Marc Marquez est sans doute le plus grand talent brut de
sa génération, un extraterrestre du bitume capable de faire glisser
n’importe quelle machine jusqu’à la victoire. Mais derrière ce don
presque inhumain se cache un problème bien réel : il n’est pas un
bon développeur de moto. Il est peut-être même l’un des
pires.

Et ce n’est pas une accusation gratuite. C’est Alvaro
Bautista
lui-même qui l’a expliqué récemment, sans détour,
dans l’émission Revival MotoGP de Nico Abad. Un témoignage de
l’intérieur, relayé par
Todocircuito
, d’un pilote qui a piloté la Honda
RC213V
avant, pendant et après l’ère
Marquez. Et ce qu’il en dit est sans appel.
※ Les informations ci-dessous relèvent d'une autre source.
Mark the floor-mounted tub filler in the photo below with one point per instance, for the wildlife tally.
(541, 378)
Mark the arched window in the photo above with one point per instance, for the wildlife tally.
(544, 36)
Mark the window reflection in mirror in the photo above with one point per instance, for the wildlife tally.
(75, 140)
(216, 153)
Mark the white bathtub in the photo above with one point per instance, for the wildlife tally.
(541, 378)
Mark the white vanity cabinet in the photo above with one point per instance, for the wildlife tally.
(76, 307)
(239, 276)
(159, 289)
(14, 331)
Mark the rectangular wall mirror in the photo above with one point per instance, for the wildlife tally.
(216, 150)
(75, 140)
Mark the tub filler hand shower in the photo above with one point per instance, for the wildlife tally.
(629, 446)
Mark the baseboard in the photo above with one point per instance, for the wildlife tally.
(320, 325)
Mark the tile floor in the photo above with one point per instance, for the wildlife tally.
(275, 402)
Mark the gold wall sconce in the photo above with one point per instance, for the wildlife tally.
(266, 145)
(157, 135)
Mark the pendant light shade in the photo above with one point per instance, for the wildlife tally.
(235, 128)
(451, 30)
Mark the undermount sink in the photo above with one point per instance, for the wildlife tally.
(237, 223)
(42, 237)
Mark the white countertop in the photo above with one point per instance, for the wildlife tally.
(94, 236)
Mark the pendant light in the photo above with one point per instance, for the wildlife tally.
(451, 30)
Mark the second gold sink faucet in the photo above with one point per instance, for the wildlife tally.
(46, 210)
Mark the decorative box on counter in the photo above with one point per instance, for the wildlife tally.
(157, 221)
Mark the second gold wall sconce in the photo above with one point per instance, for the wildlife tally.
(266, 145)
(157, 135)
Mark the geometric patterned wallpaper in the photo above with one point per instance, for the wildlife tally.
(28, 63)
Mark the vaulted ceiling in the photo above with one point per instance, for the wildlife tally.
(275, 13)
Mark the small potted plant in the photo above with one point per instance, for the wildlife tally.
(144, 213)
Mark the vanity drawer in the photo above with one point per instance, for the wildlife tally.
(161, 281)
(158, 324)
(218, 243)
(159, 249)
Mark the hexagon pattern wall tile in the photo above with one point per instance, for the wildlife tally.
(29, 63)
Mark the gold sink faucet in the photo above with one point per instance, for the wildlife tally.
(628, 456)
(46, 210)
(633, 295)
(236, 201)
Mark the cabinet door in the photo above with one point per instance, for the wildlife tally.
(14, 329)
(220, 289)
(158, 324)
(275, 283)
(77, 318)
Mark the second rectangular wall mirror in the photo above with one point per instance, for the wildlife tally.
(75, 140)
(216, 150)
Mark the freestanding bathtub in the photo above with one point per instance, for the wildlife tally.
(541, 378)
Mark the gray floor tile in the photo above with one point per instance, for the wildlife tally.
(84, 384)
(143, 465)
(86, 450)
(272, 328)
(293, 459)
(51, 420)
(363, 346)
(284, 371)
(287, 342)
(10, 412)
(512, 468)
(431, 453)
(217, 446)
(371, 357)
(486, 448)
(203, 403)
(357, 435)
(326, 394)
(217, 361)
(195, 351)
« Le problème, c’est que Marc est rapide avec
tout
», lâche Bautista. Et c’est là
que le bât blesse. Là où les autres pilotes ont besoin d’un certain
feeling pour aller vite – freinage clair, stabilité à l’entrée,
confiance sur l’angle – Marc, lui, n’a besoin que d’un point de
pivot et d’un cerveau de kamikaze.

Résultat : il masque les défauts des prototypes avec son talent
pur. Il va vite même avec une moto instable, imprécise, mal
équilibrée. Et dans un paddock où les données et les chronos
dictent les décisions techniques, cette capacité d’adaptation
devient toxique. Les ingénieurs pensent que « la moto marche », car
le chronomètre l’indique… pour Marc. Pas pour les
autres.

Quand Bautista raconte que
Pedrosa refusait certaines évolutions techniques
que Marquez adorait, on comprend à quel point la
dynamique était biaisée : « Dani disait : “ça ne marche
pas”, Marc disait : “c’est génial”. Et donc… on gardait la
pièce
. »

Álvaro Bautista

Marc Marquez arrive, il
détruit tout, mais il gagne

Ce n’est pas que Marc veut nuire. C’est juste qu’il s’en moque.
Tant que la moto freine fort et qu’elle peut rentrer en glisse dans
un virage, il s’adapte. L’électronique ? Le comportement moteur ?
Les sensations sur la roue avant ? Des détails pour les mortels.
Pour Marquez, la seule variable, c’est
lui-même.

La RC213V de l’ère HRC-Marquez ? Un monstre
indomptable pour les autres. Ce prototype était littéralement
construit autour de lui. Résultat : les coéquipiers se sont succédé
et aucun n’a survécu. Pedrosa ? Mis sur la touche. Lorenzo ?
Écrasé. Bradl ? Spectateur. Nakagami ? Naufragé. Pol Espargaró ?
Désarçonné. Tous broyés par une moto impossible à comprendre… sauf
pour son génial bourreau.

Et aujourd’hui, alors que Ducati l’a enrôlé
comme sauveur, il serait bon que Borgo Panigale garde cette leçon
en tête. Marquez est un tueur. Un stratège. Un
animal de course. Mais pas un bâtisseur de cathédrale. Il est le
type qui gagne avec une moto bancale, pas celui qui la rend
meilleure pour tout le monde.

Il faut des Pedrosa, des
Dovizioso, des Lorenzo pour
construire une base solide. Marc, lui, arrive
après. Il détruit tout, mais il gagne. Et c’est bien le paradoxe
qui a mené Honda droit dans le mur pendant cinq
ans : le meilleur pilote du monde était peut-être… leur pire
ingénieur.

Ironiquement,
Pecco Bagnaia
ne vit pas ce problème
aujourd’hui. Comme le dit
Bautista
, son mal est ailleurs :
« il est juste perdu. Ce qui marchait ne marche
plus. Il cherche, tourne en rond.
 » Pecco n’est
pas dans un bras de fer technique avec la machine. Il est dans une
crise de confiance.

Mais attention : le jour où
Ducati
se reposera uniquement sur les
sensations de Marquez pour faire évoluer sa
Desmosedici, le risque sera réel. Le prodige de Cervera peut gagner
tout seul, oui. Mais pas développer pour les autres.